En effet, Henry Kabeya poursuit Mimi Muya pour détournement de 15.000$. Selon la version des avocats  de ce dernier, c’est à la date du 16 mars 2015 que la caissière Mimi avait emporté avec elle la somme de 15.000$ de la caisse du garage, sans aucune remise de compte.  Ce sont des témoins qui l’auraient vu, ce jour là, sortir du lieu de travail, avec un sachet contenant des billets de banque.

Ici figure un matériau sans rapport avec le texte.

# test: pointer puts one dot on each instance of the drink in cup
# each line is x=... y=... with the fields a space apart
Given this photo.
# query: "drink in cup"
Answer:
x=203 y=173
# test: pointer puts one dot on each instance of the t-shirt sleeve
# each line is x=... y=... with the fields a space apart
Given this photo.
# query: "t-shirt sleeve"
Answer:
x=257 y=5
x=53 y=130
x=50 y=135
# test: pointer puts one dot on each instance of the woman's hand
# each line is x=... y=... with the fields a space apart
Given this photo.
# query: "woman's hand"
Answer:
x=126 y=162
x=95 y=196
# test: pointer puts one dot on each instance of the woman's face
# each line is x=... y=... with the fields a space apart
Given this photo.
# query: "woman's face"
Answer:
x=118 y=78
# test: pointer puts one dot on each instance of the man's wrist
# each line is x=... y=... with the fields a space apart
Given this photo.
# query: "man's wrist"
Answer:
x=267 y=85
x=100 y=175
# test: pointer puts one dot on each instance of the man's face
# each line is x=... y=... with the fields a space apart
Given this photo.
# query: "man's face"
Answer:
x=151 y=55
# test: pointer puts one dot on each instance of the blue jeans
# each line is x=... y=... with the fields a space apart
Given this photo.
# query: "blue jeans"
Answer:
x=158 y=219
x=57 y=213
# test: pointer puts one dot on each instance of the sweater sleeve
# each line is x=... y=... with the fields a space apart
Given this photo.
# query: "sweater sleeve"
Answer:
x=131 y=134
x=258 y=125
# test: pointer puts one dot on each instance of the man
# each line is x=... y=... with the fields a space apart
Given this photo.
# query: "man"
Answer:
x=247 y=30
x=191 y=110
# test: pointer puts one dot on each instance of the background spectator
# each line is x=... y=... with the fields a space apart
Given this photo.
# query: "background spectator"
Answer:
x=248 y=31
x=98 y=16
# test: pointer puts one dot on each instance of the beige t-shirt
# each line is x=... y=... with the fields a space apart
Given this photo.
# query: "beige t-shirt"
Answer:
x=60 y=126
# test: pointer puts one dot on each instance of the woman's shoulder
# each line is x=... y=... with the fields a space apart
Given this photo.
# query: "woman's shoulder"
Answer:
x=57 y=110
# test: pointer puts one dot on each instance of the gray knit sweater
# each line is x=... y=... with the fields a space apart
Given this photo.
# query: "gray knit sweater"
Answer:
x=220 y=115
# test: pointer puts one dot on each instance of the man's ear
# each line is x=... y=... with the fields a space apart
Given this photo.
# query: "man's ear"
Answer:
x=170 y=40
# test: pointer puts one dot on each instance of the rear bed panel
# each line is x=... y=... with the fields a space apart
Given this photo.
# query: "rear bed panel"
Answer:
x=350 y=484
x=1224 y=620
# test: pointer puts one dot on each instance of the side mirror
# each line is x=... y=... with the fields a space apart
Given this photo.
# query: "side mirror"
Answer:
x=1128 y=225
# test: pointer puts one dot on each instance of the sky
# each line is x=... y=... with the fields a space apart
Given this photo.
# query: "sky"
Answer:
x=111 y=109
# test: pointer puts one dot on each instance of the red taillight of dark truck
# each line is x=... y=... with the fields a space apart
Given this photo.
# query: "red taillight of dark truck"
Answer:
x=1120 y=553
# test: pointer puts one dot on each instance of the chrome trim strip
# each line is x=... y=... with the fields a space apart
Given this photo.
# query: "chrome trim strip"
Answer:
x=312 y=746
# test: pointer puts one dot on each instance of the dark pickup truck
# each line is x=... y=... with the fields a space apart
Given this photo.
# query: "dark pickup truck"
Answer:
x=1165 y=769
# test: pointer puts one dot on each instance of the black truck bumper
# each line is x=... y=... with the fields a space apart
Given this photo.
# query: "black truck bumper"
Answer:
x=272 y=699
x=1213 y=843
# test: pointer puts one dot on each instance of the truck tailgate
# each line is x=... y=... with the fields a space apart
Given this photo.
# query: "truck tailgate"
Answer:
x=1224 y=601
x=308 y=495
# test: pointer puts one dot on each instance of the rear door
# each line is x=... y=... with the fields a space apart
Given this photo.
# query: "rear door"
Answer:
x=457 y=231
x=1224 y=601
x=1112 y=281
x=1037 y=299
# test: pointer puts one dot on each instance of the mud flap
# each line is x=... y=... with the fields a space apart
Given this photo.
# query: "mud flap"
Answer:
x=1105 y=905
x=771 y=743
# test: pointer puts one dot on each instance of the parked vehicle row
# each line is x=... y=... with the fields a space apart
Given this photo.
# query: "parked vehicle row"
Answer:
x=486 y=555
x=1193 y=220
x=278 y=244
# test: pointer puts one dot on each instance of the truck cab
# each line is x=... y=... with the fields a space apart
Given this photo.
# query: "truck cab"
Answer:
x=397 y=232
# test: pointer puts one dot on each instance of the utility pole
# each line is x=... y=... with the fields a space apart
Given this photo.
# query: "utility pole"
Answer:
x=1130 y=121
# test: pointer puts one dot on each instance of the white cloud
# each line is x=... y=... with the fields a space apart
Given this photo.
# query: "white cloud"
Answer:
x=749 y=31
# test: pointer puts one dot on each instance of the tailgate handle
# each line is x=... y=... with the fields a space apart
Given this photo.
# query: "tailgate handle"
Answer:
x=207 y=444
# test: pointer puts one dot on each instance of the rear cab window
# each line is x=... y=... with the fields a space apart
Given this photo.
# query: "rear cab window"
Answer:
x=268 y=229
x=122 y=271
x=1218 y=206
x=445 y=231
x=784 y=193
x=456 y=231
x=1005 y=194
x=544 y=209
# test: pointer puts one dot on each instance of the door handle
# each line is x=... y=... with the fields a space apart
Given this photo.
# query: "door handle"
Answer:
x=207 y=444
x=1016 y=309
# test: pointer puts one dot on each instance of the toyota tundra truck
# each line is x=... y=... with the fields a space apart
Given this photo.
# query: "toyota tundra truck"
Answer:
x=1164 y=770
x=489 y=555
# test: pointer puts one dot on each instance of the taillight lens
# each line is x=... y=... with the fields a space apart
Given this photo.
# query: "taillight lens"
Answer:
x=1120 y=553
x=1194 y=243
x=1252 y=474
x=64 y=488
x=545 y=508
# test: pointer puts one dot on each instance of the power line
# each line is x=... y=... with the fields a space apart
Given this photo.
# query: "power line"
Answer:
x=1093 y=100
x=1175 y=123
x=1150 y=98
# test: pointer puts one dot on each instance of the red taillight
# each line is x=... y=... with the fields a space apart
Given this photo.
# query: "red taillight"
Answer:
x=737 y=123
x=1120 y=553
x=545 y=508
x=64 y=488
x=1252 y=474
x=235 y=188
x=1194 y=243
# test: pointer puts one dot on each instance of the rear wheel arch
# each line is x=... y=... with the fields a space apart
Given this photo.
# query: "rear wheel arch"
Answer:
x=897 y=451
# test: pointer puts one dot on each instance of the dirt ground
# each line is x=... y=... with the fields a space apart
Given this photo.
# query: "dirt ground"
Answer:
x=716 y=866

Les avocats ont indiqué, que quatre jours après son départ, Mimi a envoyé un texto à leur client, lui demandant de verser dans son compte la somme de 50.000 $, faute de quoi, elle allait diffuser sur les réseaux sociaux, l’image de sa femme, habillée en robe de nuit sans sous-vêtement. C’est en ce moment, ont-ils fait savoir, que Henry Kabeya s’est souvenu avoir remis à sa caissière son nouveau téléphone acheté pendant son voyage en Europe, pour qu’elle transfère les numéros se trouvant dans l’ancien répertoire. Il a estimé que c’est à cette occasion que Mimi  avait copié cette image pour nuire à sa personne.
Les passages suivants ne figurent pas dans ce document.